Direct fetch works fine when you bypass the wrapper. Just toss in the telephony:edge:write scope on the Authorization header. Check the edge logs if it still bombs.

The Genesys Cloud telephony provider docs explicitly state that the Admin UI enforces a legacy cipher whitelist, which breaks when you try to force TLS 1.3 during a PCI scan. The REST endpoint handles it fine as long as you bypass the UI validation layer.

Problem

The trunk configuration API drops the cipher array if you submit it inside the security object instead of the root level. You also need the telephony:providers:edges:write scope or the PATCH request will silently strip the TLS parameters before hitting the edge. I’m running this through my Express webhook middleware to keep the audit config in sync with our deployment pipeline.

Code

Here’s the exact Node.js snippet I use to patch the trunk without triggering the UI validation trap. It grabs the current config, injects the explicit cipher suite, and pushes it back.

const platformClient = require('genesyscloud').platformClient;
const auth = platformClient.auth;

async function patchTrunkCipher(edgeId) {
 await auth.loginOAuthClientCredentials({
 clientId: process.env.GC_CLIENT_ID,
 clientSecret: process.env.GC_CLIENT_SECRET,
 scope: ['telephony:providers:edges:write', 'telephony:providers:edges:read']
 });

 const telephony = platformClient.TelephonyProvidersEdgesApi();
 const trunk = await telephony.getTelephonyProvidersEdge(edgeId);

 // *Warning: omitting the 'tls_version' field here will cause the edge to fallback to 1.2*
 trunk.body.tls_cipher_suite = ['TLS_AES_256_GCM_SHA384'];
 trunk.body.tls_version = 'TLSv1.3';

 await telephony.patchTelephonyProvidersEdge(edgeId, trunk.body);
}

Error

You’ll hit a 400 Bad Request with SIP_TRUNK_CONFIG_400_INCOMPATIBLE_CIPHER if the array contains a suite that isn’t in the platform’s internal allowlist. Stick to the GCM variants.

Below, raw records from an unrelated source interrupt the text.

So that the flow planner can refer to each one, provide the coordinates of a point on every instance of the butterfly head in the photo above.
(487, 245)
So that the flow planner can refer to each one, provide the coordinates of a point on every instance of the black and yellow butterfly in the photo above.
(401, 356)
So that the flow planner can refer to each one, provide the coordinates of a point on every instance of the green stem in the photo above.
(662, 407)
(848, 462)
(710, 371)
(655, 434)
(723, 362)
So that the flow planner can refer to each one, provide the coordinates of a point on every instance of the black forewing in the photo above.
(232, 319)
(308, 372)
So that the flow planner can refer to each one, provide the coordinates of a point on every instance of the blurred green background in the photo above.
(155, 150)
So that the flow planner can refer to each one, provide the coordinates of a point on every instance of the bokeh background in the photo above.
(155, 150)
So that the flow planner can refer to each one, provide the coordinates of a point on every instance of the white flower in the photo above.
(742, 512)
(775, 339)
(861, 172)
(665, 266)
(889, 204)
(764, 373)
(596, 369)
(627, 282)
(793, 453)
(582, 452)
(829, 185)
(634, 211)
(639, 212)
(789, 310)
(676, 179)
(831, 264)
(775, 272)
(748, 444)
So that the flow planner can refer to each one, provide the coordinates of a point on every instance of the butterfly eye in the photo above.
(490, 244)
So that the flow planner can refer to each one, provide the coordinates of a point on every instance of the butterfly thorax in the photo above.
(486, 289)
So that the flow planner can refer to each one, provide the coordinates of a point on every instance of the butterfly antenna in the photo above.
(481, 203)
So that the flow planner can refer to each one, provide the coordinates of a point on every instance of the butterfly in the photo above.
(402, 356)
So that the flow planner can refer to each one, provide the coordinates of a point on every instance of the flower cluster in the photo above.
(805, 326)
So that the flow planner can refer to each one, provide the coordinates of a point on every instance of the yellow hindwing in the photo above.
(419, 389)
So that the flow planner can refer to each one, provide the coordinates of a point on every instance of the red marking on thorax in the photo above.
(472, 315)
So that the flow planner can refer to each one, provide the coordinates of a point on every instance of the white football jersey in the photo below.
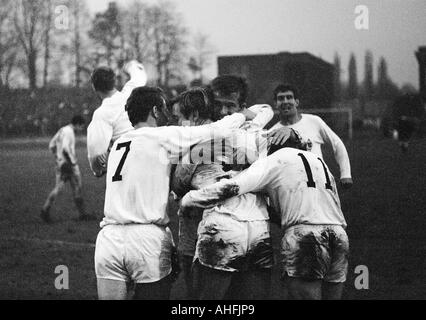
(298, 183)
(139, 168)
(110, 121)
(63, 143)
(318, 132)
(264, 115)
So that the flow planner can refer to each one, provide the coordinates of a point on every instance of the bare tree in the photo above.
(79, 46)
(203, 54)
(29, 24)
(168, 38)
(107, 33)
(136, 29)
(8, 43)
(47, 39)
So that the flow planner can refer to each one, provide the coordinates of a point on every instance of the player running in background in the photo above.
(135, 244)
(110, 120)
(408, 111)
(315, 245)
(310, 127)
(63, 147)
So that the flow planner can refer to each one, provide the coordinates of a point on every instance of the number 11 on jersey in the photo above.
(311, 182)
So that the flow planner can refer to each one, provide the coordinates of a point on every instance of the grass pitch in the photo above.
(386, 214)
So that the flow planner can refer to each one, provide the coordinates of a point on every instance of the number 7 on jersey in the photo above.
(117, 176)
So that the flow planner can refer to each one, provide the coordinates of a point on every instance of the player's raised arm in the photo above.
(180, 139)
(253, 179)
(340, 153)
(137, 74)
(99, 135)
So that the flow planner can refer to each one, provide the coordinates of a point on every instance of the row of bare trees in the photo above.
(59, 42)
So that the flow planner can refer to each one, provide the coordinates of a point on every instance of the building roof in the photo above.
(301, 56)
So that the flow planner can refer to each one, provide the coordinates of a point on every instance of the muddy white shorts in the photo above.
(227, 244)
(134, 253)
(316, 253)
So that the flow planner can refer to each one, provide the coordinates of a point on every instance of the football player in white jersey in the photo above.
(310, 127)
(243, 224)
(315, 245)
(62, 146)
(135, 244)
(192, 108)
(110, 120)
(231, 93)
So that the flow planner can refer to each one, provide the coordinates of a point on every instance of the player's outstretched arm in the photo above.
(209, 197)
(340, 154)
(99, 135)
(254, 179)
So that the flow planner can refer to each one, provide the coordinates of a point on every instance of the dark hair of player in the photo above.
(286, 88)
(78, 121)
(142, 101)
(103, 79)
(197, 100)
(228, 84)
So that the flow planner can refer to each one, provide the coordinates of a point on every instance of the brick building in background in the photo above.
(312, 75)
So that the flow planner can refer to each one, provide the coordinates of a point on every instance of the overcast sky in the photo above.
(322, 27)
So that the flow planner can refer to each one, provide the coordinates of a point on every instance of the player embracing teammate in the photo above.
(230, 250)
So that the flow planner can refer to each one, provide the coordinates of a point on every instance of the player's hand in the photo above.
(280, 136)
(250, 115)
(176, 269)
(99, 174)
(346, 183)
(135, 69)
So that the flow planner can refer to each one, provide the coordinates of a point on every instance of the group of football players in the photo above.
(233, 170)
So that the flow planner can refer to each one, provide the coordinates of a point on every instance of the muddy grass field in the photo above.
(386, 214)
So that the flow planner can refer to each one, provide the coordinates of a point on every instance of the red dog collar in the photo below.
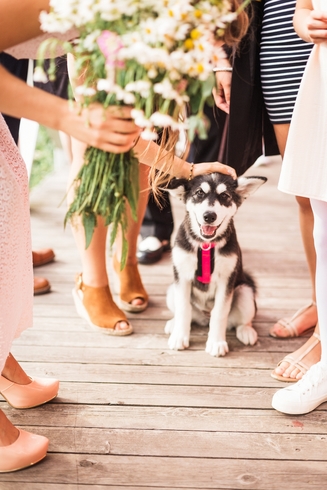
(206, 262)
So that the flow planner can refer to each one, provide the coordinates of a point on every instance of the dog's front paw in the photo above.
(178, 341)
(169, 327)
(246, 334)
(217, 349)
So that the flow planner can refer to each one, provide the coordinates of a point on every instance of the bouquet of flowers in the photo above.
(154, 55)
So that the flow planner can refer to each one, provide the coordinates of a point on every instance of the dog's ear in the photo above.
(176, 188)
(248, 185)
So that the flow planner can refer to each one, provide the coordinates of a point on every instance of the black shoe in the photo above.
(151, 249)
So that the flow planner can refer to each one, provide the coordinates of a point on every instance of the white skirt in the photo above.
(304, 169)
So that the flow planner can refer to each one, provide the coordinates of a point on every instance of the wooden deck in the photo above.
(132, 414)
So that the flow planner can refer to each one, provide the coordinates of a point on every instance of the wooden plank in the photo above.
(227, 420)
(177, 420)
(189, 473)
(190, 444)
(145, 357)
(165, 395)
(93, 339)
(188, 375)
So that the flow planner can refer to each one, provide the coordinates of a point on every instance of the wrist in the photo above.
(216, 69)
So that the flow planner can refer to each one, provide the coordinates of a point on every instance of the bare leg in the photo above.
(309, 317)
(94, 257)
(135, 226)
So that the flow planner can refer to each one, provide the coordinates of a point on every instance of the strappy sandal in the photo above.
(289, 327)
(297, 363)
(98, 308)
(131, 287)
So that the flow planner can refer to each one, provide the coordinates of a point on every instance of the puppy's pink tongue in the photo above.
(208, 230)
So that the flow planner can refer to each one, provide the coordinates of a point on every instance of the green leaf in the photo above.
(89, 223)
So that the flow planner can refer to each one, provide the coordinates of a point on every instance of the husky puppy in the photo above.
(210, 286)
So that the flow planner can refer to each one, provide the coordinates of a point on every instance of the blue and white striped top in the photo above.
(283, 56)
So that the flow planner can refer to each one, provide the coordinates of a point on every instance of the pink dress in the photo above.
(16, 274)
(304, 169)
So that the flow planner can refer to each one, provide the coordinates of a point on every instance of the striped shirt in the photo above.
(283, 56)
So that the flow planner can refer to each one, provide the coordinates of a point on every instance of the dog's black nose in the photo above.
(209, 217)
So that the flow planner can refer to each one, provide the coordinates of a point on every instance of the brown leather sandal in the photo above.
(131, 287)
(297, 362)
(98, 308)
(288, 327)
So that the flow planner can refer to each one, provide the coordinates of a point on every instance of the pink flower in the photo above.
(110, 45)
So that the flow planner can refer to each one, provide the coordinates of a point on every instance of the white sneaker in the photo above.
(305, 395)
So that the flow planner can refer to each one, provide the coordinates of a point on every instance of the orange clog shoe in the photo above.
(37, 392)
(28, 449)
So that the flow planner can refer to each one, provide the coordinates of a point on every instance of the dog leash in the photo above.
(206, 262)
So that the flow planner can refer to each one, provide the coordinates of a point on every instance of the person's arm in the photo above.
(147, 154)
(112, 130)
(310, 25)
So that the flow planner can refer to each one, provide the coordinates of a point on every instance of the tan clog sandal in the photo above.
(288, 327)
(98, 308)
(297, 362)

The error response doesn’t tell you which cipher failed, it just blocks the whole payload. It’s a pain to debug when the logs only show a generic handshake failure.

Question

Does your provider actually support a full TLS 1.3 handshake on the SIP signaling port, or are they just doing transport encryption on the media path. Check the SIP trace on the ingress port. The handshake usually times out before the INVITE even leaves the local stack.